So we ride this train back and what took us about five hours last night took us an hour. While stopped at a signal at "NOMAN" we had fun with the sign and took some pictures.

We bailed before Irondale, (started to REALLY hate B-ham), stashed our stuff and went to eat at a local greasy-spoon.

We did a bit of washing up in the bathroom (and got some funny looks from the locals) before hitting the pavement again and walking back to the yard. Again. We prayed that the same cop who gave us a hard time before wouldn't appear again.

We made it to our stuff, which was actually stashed in someone's backyard, but no one bothered it. That is the advantage to having an olive-drab tarp at your disposal. We just got all our stuff on our backs when... HAAAAANK! HAAAAAAAAAAAAAAAAANK! A southbound appeared behind us. Many units. No doubt.

It slowly crept passes us and we casually ignored the engineer. A couple of decent cars seemed to be heading up towards us - but all at once, our plans were shattered. Looking underneath the train, we saw a white Caprice driving along the other side slowly and rolling to a stop.

SHIT. He WAS a bull and he HAD seen us. Granted, we were not on railroad property, but seeing how the locals cops even treated us, we wanted out quick!

We made an about face, and executed a brilliant escape taking us around a building through a little pathway onto a bunch of backstreets where be passed a warehouse full of barking dogs and old man Zimmerman's two-story house. We stealthed around until we found ourselves back against the same building that we hid our stuff against last time we were in town. The bull was evaded, and even better, the train that we would have mounted just backed up into the receiving yard to be blown up.

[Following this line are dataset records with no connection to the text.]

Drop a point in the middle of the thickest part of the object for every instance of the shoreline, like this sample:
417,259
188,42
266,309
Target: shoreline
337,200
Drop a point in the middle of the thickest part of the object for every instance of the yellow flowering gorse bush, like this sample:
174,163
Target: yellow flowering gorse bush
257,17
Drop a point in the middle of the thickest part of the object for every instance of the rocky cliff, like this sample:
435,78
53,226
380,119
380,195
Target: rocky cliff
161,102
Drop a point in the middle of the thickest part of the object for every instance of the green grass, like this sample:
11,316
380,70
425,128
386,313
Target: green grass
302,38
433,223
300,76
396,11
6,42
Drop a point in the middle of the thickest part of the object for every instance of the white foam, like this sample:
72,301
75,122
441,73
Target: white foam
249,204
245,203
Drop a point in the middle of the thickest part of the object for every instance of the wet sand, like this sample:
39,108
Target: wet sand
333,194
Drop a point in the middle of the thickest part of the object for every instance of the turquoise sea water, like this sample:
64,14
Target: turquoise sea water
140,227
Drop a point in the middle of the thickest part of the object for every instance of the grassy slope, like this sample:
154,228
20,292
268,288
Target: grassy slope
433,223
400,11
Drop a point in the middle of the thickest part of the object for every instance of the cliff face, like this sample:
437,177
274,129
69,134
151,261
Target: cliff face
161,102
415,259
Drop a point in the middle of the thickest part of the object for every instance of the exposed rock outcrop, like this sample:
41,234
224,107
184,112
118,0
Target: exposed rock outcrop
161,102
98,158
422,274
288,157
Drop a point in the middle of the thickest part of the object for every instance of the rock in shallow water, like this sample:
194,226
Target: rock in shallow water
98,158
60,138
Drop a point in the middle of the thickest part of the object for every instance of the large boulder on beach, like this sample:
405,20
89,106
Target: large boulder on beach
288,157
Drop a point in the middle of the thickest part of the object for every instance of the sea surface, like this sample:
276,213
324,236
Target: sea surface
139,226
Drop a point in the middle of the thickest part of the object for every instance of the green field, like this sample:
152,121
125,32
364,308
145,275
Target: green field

We turned the scanner on to figure out what to do, and I climbed the hellish shrub covered hill that led to the yard road to see what trains might appear. About 30 feet away was the car-that-likes-to-back-up-all-the-time... about 200 feet from him, a southbound... on the departure lead. This time, there TRULY was no doubt.

I slid back down the hill to inform everyone of the option. The train was already headed out, and we knew that we had quite enough of this city. I emerged again from the shrubs just as one of the SIX engines were creeping past. Well we knew THIS wasn't a local. I abandoned any yard-fear (a luxury to riding in this part of the country) and walked briskly to the right side of the head unit. I waved my arm and the window opened.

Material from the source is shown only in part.